Twitter users in the Philippines can now report tweets with misleading information that they encounter on their feeds.
"Today we're expanding this test feature to folks tweeting from Brazil, Spain, or the Philippines. Until now, we've received around 3 million reports from you all, calling out tweets that violate our policies and helping us understand new misinformation trends," the Twitter Safety account tweeted on Jan. 17.
The feature was pilot tested in the United States, South Korea, and Australia in August 2021 as part of Twitter's efforts to reduce misinformation on the platform.
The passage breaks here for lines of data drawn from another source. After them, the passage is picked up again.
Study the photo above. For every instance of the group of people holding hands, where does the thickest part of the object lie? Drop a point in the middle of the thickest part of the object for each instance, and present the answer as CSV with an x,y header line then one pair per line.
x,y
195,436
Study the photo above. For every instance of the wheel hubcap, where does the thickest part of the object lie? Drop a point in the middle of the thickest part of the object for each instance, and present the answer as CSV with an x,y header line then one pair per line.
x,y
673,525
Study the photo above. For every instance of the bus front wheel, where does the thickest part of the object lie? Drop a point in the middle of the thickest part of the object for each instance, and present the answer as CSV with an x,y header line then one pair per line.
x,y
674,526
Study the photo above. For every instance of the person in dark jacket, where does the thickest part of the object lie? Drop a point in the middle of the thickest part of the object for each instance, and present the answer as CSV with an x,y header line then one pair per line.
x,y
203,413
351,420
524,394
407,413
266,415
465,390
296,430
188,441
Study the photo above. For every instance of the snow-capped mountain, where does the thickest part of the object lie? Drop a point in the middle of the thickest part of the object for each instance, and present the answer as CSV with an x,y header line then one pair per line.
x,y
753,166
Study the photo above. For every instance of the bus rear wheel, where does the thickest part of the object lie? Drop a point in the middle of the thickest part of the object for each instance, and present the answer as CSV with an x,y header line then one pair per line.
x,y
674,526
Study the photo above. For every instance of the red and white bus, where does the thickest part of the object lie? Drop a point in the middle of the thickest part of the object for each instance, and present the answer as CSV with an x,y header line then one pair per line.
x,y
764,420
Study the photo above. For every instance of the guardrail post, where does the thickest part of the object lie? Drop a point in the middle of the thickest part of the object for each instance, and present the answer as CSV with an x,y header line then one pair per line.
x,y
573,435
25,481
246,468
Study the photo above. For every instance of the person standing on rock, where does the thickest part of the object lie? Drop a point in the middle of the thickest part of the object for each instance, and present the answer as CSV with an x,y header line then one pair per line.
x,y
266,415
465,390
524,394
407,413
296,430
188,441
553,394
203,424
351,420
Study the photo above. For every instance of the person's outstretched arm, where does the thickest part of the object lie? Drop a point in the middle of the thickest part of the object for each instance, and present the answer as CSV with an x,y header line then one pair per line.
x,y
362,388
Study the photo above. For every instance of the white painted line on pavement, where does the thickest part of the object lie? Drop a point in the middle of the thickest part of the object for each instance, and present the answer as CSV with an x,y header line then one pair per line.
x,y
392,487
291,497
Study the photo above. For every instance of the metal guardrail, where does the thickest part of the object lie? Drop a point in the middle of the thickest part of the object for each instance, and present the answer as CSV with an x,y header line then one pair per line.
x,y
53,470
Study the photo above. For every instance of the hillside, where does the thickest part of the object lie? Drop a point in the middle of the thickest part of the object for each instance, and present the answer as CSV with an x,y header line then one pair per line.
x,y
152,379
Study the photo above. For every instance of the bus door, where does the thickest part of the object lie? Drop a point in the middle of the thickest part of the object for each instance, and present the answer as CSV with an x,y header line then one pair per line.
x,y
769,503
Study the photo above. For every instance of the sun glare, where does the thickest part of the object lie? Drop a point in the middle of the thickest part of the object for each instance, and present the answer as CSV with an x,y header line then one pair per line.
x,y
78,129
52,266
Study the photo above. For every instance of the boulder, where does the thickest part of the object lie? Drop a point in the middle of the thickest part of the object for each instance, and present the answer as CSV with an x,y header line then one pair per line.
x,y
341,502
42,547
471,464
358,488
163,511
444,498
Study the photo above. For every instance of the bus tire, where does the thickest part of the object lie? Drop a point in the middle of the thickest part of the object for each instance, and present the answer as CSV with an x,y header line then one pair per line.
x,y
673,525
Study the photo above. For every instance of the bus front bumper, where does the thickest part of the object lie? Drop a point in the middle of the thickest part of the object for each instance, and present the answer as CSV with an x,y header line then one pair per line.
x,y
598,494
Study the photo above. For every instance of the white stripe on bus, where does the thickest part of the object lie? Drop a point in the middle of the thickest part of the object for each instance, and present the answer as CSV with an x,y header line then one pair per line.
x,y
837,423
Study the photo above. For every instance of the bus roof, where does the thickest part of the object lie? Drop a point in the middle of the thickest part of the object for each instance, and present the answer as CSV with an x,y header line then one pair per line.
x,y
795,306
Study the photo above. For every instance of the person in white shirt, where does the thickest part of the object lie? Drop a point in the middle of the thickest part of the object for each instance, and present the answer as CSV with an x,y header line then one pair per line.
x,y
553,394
Today we're expanding this test feature to folks tweeting from Brazil, Spain, or the Philippines. Till now we've received around 3M reports from you all, calling out Tweets that violate our policies & helping us understand new misinformation trends.— Twitter Safety (@TwitterSafety) January 17, 2022
Stay tuned for more to come. https://t.co/wB3P66Dl1Q
To flag fallacious content, tap on the three-dot icon on the top right part of the tweet and select Report tweet. Then, once the Report an issue prompt pops up, tap on It's misleading.
Twitter will ask you whether the misleading tweet is about politics, health, or something else.
The social media site says it takes this type of feedback seriously. "Although we may not take action on this report or respond to you directly, we will use this report to develop new ways to reduce misleading info," the prompt said.
Since the feature was first launched in August, Twitter has received 3.73 million reports of 1.95 million tweets published by 64,000 different accounts.
The platform has been rolling out tools and features to fight misinformation, including 2021's Birdwatch, a community-based platform wherein users can provide context as to why they find a tweet misleading.